William D. Lastrapes and Thomas Lebesmuehlbacher

Journal of Housing Economics, Volume 49 (2020), Article 101712


This paper estimates the effect of the presence of asylum seekers on local housing prices in England and Wales. UK legislation requires that government provides housing accommodation support to asylums seekers who are waiting for a response to their claim, subject to a destitution test.
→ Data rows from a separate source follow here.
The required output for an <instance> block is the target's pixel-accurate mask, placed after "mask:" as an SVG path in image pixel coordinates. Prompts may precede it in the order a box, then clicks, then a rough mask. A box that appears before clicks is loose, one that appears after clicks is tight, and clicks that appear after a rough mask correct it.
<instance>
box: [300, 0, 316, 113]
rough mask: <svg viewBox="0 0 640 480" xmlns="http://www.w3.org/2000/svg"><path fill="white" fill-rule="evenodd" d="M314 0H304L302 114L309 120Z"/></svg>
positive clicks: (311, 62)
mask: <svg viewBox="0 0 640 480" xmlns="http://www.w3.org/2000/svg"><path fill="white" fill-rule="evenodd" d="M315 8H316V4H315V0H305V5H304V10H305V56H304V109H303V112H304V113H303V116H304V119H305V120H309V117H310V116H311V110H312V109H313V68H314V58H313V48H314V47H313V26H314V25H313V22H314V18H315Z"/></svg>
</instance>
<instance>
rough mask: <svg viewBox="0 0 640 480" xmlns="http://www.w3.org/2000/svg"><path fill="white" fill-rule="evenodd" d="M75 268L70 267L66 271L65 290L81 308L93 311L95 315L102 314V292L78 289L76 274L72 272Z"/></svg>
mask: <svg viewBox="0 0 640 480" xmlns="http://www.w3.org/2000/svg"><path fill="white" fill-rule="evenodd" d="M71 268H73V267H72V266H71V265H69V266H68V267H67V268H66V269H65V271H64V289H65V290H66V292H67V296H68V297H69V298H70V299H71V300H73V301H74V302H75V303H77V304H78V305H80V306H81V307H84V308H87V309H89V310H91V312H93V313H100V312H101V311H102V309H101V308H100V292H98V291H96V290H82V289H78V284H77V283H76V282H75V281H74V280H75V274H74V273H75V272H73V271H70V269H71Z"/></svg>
The analysis draws on housing prices in the UK Land Registry together with detailed information from the UK Home Office on asylum seeker flows and their accommodation across the UK from 2004 through 2015 for all 347 local geographic districts across England and Wales. In 2015, 26 local authorities accommodated 75 percent of all asylum seekers, while over two-thirds of local authorities did not house any asylum seekers.

Main findings:

  • The number of asylum seekers given housing accommodation had negative effects on housing prices in England and Wales for regions that participated in the UK’s housing dispersal program. House prices in districts that did not participate in the UK’s dispersal scheme were unaffected by an increase in asylum seekers in neighboring districts.
  • Prices declined more in neighborhoods with lower-priced, lower-quality housing units, indicating outmigration of residents in these locations. Prices for flats, terraced units and semi-detached homes declined more than prices for detached homes, suggesting outward movements of residents in areas that received asylum-seekers, which did not occur in better off areas.
  • Negative house price effects are larger in areas that supported Brexit.

Overall, the results suggest that inflows of asylum seekers have distributional effects on housing prices—lowering the prices of more affordable housing relative to housing in better off areas. This suggests that neighborhoods hosting asylum seekers, which tended to have more low-cost housing, had an outmigration of residents that put downward pressure on house prices. Additionally, the negative effects were stronger in local authorities that voted in favor of Brexit. The authors conclude that negative attitudes toward foreigners, as reflected in Brexit voting at the local level, is likely to have played some role in the negative housing price effects of asylum seekers.